Re: [patch V3 0/8] extensible prctl task isolation interface and vmstat sync

From: Marcelo Tosatti
Date: Wed Aug 25 2021 - 06:02:40 EST



+CC Thomas.

On Tue, Aug 24, 2021 at 12:24:23PM -0300, Marcelo Tosatti wrote:
>
> The logic to disable vmstat worker thread, when entering
> nohz full, does not cover all scenarios. For example, it is possible
> for the following to happen:
>
> 1) enter nohz_full, which calls refresh_cpu_vm_stats, syncing the stats.

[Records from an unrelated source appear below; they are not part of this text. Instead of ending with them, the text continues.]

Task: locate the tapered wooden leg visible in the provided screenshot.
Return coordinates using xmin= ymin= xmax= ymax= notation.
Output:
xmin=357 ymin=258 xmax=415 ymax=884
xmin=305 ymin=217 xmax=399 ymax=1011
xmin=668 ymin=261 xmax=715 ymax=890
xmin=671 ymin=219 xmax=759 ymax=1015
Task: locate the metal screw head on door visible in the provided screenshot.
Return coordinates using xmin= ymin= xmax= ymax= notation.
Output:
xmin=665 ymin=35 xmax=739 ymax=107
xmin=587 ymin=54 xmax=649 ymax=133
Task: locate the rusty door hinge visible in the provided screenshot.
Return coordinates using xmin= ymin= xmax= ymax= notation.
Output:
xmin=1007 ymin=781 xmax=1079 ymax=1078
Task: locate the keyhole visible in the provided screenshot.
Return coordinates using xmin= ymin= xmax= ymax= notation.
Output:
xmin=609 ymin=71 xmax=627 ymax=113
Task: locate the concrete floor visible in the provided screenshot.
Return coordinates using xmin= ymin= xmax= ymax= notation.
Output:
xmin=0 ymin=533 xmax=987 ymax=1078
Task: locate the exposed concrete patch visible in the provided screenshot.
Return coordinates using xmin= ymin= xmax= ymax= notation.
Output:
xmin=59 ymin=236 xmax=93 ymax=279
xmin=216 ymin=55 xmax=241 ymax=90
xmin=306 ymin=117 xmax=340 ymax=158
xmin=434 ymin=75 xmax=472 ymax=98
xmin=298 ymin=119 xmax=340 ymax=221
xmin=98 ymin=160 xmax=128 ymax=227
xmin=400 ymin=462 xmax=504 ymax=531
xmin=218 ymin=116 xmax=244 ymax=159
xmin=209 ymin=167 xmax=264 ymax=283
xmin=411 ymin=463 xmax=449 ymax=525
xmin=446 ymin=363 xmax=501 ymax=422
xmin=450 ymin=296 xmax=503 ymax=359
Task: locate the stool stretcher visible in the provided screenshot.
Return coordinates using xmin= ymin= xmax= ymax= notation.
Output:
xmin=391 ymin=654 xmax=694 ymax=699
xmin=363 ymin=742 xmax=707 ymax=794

> 2) app runs mlock, which increases counters for mlock'ed pages.
> 3) start -RT loop
>
> Since refresh_cpu_vm_stats from nohz_full logic can happen _before_
> the mlock, vmstat shepherd can restart vmstat worker thread on
> the CPU in question.
>
> To fix this, add task isolation prctl interface to quiesce
> deferred actions when returning to userspace.
>
> The patchset is based on ideas and code from the
> task isolation patchset from Alex Belits:
> https://lwn.net/Articles/816298/
>
> Please refer to Documentation/userspace-api/task_isolation.rst
> (patch 2) for details.
>
> Note: the prctl interface is independent of nohz_full=.
>
> ---------
>
> v3:
>
> - Split in smaller patches (Nitesh Lal).

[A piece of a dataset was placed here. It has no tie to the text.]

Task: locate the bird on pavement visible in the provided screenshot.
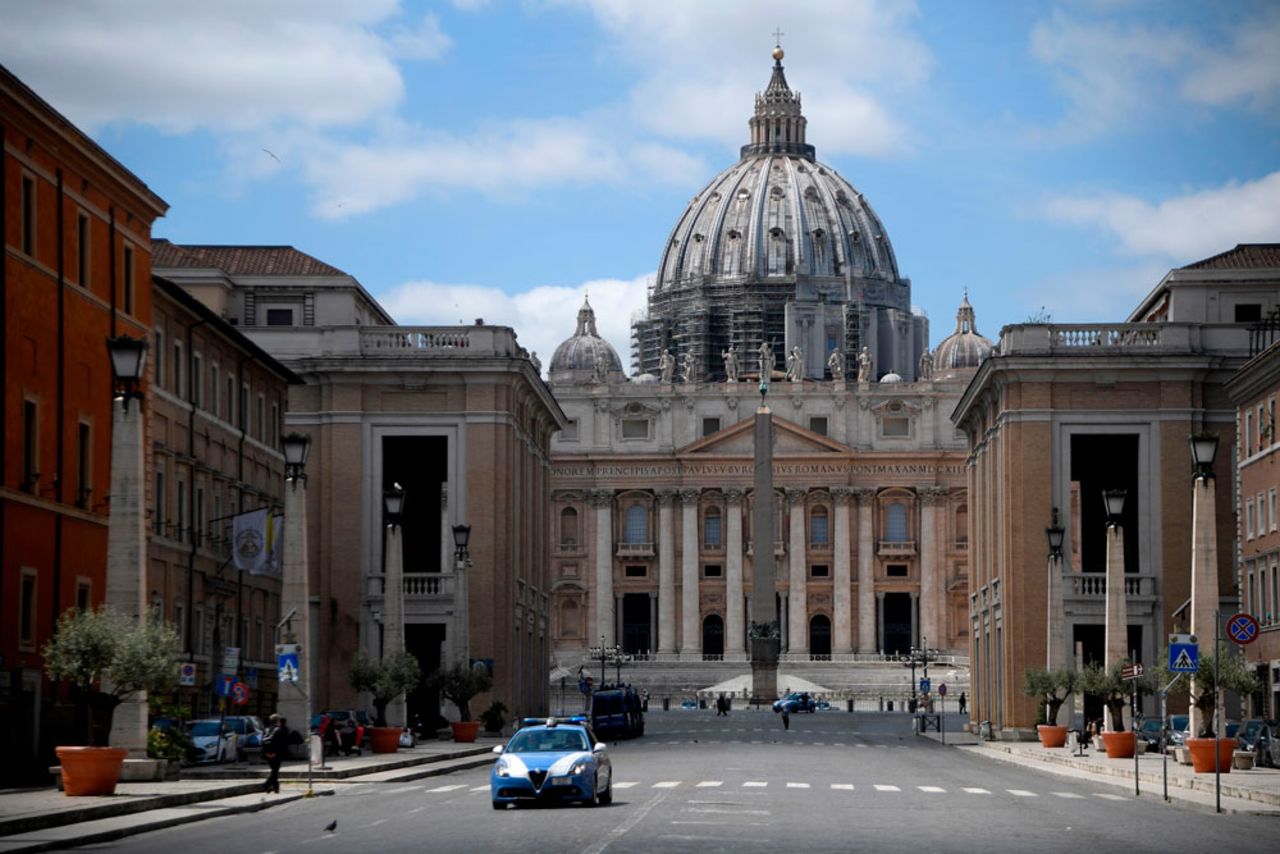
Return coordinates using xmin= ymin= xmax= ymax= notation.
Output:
xmin=324 ymin=820 xmax=337 ymax=832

> - Misc cleanups (Nitesh Lal).
> - Clarify nohz_full is not a dependency (Nicolas Saenz).
> - Incorrect values for prctl definitions (kernel robot).
> - Save configured state, so applications
> can activate externally configured
> task isolation parameters.
> - Remove "system default" notion (chisol should
> make it obsolete).
> - Update documentation: add new section with explanation
> about configuration/activation and code example.
> - Update samples.
> - Report configuration/activation state at
> /proc/pid/task_isolation.
> - Condense dirty information of per-CPU vmstats counters
> in a bool.
> - In-kernel KVM support.
> - Add support to configure inheritance on fork and exec.
>
> v2:
>
> - Finer-grained control of quiescing (Frederic Weisbecker / Nicolas Saenz).
>
> - Avoid potential regressions by allowing applications
> to use ISOL_F_QUIESCE_DEFMASK (whose default value
> is configurable in /sys/). (Nitesh Lal / Nicolas Saenz).
>
> v2 can be found at:
> https://lore.kernel.org/patchwork/project/lkml/list/?series=510225
>
>
> ---
>
> Documentation/userspace-api/task_isolation.rst | 281 ++++++++++++++++++++++++++++++++++++++++++++++++++++++++++++++++++++++++++++++++++
> arch/x86/kvm/x86.c | 3
> fs/proc/base.c | 68 +++++++++++++++++++
> include/linux/sched.h | 5 +
> include/linux/task_isolation.h | 131 ++++++++++++++++++++++++++++++++++++++
> include/linux/vmstat.h | 17 ++++
> include/uapi/linux/prctl.h | 27 +++++++
> init/init_task.c | 3
> kernel/Makefile | 2
> kernel/entry/common.c | 2
> kernel/exit.c | 2
> kernel/fork.c | 23 ++++++
> kernel/sys.c | 26 +++++++
> kernel/task_isolation.c | 315 ++++++++++++++++++++++++++++++++++++++++++++++++++++++++++++++++++++++++++++++++++++++++++++
> mm/vmstat.c | 167 ++++++++++++++++++++++++++++++++++++------------
> samples/Kconfig | 7 ++
> samples/Makefile | 1
> samples/task_isolation/Makefile | 9 ++
> samples/task_isolation/task_isol.c | 83 ++++++++++++++++++++++++
> samples/task_isolation/task_isol.h | 9 ++
> samples/task_isolation/task_isol_userloop.c | 56 ++++++++++++++++
> 21 files changed, 1194 insertions(+), 43 deletions(-)
>
>